Après les interventions personnelles de l'auteur pour nous exposer sa propre croyance, voici un autre personnage auquel la parole est donnée de manière indirecte, le philosophe, voire toute sa corporation. Pourquoi lui donne-t-on la parole? Évidemment parce que les philosophes sont réputés pour avoir traité justement de la matière dont il s'agit, à savoir la question de la recherche du bonheur. Et de plus, ils l'ont traitée dans des termes analogues, en partie du moins, à ceux dans lesquels cet essai la pose. Ils ont pensé également reconnaître les causes de notre malheur dans notre tendance naturelle à réagir passionnellement aux accidents de la vie, et ils ont cherché inversement à trouver la méthode pour nous en dégager et pour acquérir la maîtrise, non tant sur notre sort que sur nos sentiments, considérés comme la cause immédiate de notre bonheur ou de notre malheur. Or leur position a sa place ici, puisque le mouvement de l'essai vient de nous conduire à découvrir la vertu de la liberté, ou de la maîtrise des principes de nos plaisirs et de nos peines. Car, si la comparaison de divers caractères conduit à reconnaître que le bonheur se situe du côté des tempéraments qui nous rendent le plus maîtres de nos sentiments, c'est donc que le principe du bonheur se trouve dans la parfaite autonomie, et que l'idéal de l'homme qui vise le bonheur (et par conséquent l'idéal de chacun) doit correspondre à celui que posent justement les philosophes, à savoir l'indépendance entière par rapport à toute chose extérieure.

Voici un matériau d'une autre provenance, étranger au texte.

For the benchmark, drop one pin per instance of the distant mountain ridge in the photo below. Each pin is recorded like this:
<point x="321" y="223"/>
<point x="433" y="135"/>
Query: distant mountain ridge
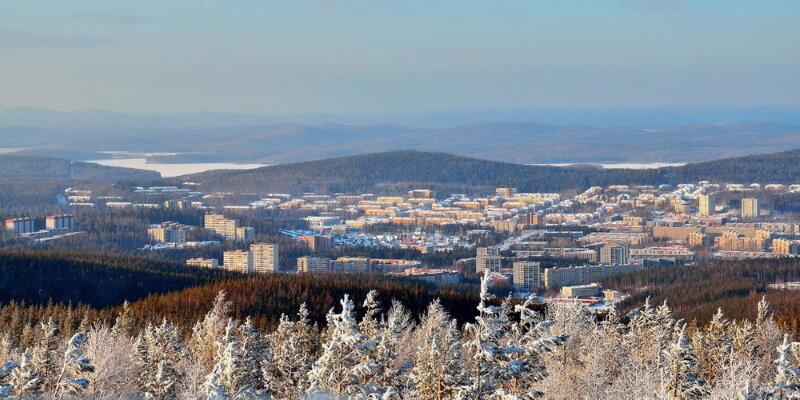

Les philosophes n'arrivent donc pas par hasard dans cet essai, qui doit inévitablement les rencontrer à cette étape de l'argument. Cependant la rencontre n'est pas totale, parce qu'ils font davantage que de poser le principe du bonheur ou son idéal: ils s'efforcent en outre concrètement de l'atteindre. Autrement dit, ils le considèrent non seulement comme idéal, mais encore comme réellement possible. C'est en cela qu'ils n'interviennent pas simplement pour formuler un principe que nous avons déjà découvert, mais bien pour ajouter un élément nouveau, qui ne se tire pas de notre raisonnement.